The disconnect in this thinking is a powerful tool. It allows us to convince the masses that these education policies are good for them, are important social institutions, that we are helping them. Meanwhile, we not only create a terrible institution of disenfranchisement of the poor and the laborer in general; but also avoid addressing the problem of K-12 education by simply claiming there isn't *enough* education, and thus publicly praise ourselves for remedying the failing education system by sending more people to college when they would have more success in life if we abandoned them to the job market after high school and simply focused on giving them every advantage of education up until then.

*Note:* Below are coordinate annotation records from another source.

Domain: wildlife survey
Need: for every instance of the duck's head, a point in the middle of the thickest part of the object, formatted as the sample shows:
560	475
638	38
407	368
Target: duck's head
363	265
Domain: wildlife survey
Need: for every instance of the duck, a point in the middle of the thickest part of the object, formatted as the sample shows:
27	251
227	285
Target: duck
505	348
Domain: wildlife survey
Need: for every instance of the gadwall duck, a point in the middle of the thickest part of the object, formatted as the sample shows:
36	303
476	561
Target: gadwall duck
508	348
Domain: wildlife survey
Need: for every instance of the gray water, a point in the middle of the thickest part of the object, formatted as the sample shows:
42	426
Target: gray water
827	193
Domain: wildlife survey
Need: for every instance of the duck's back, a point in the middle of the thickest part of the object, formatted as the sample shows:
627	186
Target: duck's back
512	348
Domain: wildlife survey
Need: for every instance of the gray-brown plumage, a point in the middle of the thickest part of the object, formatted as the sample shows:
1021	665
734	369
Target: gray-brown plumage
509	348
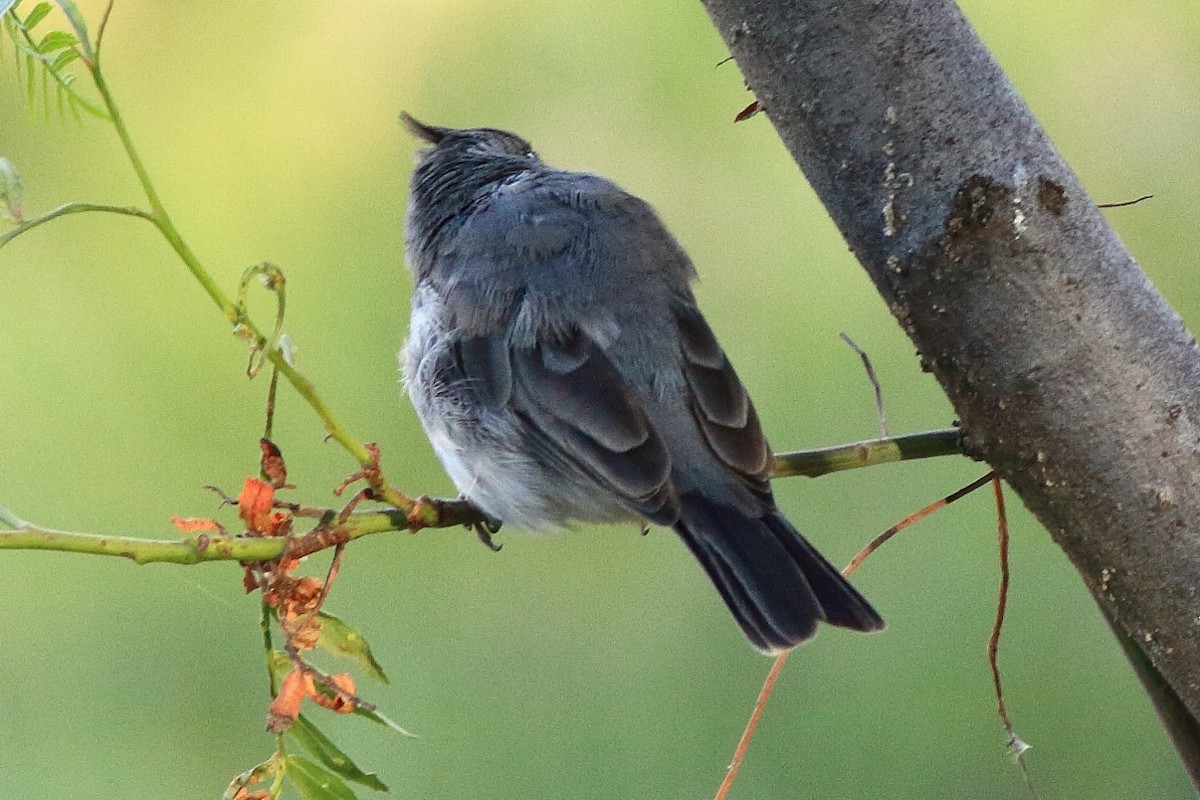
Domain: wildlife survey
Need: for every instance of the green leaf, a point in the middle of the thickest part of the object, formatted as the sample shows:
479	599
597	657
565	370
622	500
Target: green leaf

I patently despise our current education system. I believe we can do much better; that we can, for little cost, adjust the education system to produce much better results in the general case, churning out an endless supply of geniuses through good educational technique. In theory, we should also be able to address specific challenges in poverty-stricken districts, not satisfying ourselves with a simple general improvement in the education of the poor, but instead acting to bring them even further up to meet with the educational success of the middle class by delivering that same education in a manner more effective for their situation. This would provide much greater academic advantages to our students than extending their state education through college, even if state-supported college education programs didn't have such negative impacts on the job economy.